This repository contains solutions to a series of problems relating to the famous MNIST data set. The data sets are in a bespoke format and can be obtained from the website found HERE!
The repository contains a basic python script which uses a series of functions written to decompress and read the .gz files.
The functions are listed as follows:
- read_labels_from_file
- read_images_from_file
- save_image
- print_image
1. If you are using OSX - Install Python 3 using Homebrew. Alternatively check out Anaconda - An open source distribution of Python.
brew install python3
git clone https://github.com/damiannolan/mnist-data-problemsheet.git
3. Download the MNIST data files from the link provided above and place the .gz files in a subfolder named /data
python3 mnist-data.py
The original problem sheet can be found HERE!
Download the image and label files. Have Python decompress and read them byte by byte into appropriate data structures in memory.
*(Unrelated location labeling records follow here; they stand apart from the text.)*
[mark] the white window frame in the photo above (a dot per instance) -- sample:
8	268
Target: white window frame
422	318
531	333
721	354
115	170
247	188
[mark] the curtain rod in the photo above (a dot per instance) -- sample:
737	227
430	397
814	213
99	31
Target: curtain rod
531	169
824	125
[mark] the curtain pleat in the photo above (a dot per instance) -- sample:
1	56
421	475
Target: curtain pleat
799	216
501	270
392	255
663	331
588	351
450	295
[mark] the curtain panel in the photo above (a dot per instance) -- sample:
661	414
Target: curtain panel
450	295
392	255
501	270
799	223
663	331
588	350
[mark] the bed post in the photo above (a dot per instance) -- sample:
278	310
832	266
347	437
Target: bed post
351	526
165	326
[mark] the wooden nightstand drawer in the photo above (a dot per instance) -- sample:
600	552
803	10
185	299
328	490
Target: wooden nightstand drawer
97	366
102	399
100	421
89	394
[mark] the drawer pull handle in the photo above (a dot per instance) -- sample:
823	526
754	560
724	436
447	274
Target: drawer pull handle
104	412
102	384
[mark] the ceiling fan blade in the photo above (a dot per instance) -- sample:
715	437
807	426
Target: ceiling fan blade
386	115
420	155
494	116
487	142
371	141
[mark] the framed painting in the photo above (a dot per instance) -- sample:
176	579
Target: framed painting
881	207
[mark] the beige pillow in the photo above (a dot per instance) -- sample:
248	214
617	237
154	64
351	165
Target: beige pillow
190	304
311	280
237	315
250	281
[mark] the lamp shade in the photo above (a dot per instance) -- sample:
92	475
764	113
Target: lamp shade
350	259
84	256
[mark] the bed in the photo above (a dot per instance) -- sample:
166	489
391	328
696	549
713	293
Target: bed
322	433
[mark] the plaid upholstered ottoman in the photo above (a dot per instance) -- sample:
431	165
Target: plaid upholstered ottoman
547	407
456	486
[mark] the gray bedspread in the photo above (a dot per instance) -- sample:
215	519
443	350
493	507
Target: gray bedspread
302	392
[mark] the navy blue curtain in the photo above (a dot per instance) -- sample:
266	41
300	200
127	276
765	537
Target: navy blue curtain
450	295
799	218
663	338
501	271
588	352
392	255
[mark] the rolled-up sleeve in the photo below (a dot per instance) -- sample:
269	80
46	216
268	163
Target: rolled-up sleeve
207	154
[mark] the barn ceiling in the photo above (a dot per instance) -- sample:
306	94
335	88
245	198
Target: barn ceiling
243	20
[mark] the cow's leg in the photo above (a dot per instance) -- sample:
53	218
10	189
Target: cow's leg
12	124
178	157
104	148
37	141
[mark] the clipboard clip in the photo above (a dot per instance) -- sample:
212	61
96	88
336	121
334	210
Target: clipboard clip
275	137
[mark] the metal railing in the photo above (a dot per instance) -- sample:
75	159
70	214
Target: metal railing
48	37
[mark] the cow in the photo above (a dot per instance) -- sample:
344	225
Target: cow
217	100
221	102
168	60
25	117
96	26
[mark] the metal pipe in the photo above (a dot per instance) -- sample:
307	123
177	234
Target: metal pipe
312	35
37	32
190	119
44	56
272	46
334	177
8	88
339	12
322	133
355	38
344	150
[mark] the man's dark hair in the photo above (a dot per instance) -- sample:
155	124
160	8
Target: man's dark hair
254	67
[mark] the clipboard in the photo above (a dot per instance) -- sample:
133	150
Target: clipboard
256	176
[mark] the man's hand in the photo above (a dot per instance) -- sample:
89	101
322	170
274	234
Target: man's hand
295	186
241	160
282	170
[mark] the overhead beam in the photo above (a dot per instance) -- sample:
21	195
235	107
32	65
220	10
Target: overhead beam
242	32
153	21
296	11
Output the third image in the training set to the console. Do this by representing any pixel value less than 128 as a full stop and any other pixel value as a hash symbol.
Use Python to output the image files as PNGs, saving them in a subfolder in your repository.
Name the images in the format train-XXXXX-Y.png
or test-XXXXX-Y.png
where XXXXX
is the image number (where it
occurs in the data file) and Y
is its label.
For instance, the five-thousandth training image is labelled 2, so its file name should be train-04999-2.png
.
Note the images are indexed from 0, so the five-thousandth image is indexed as 4999.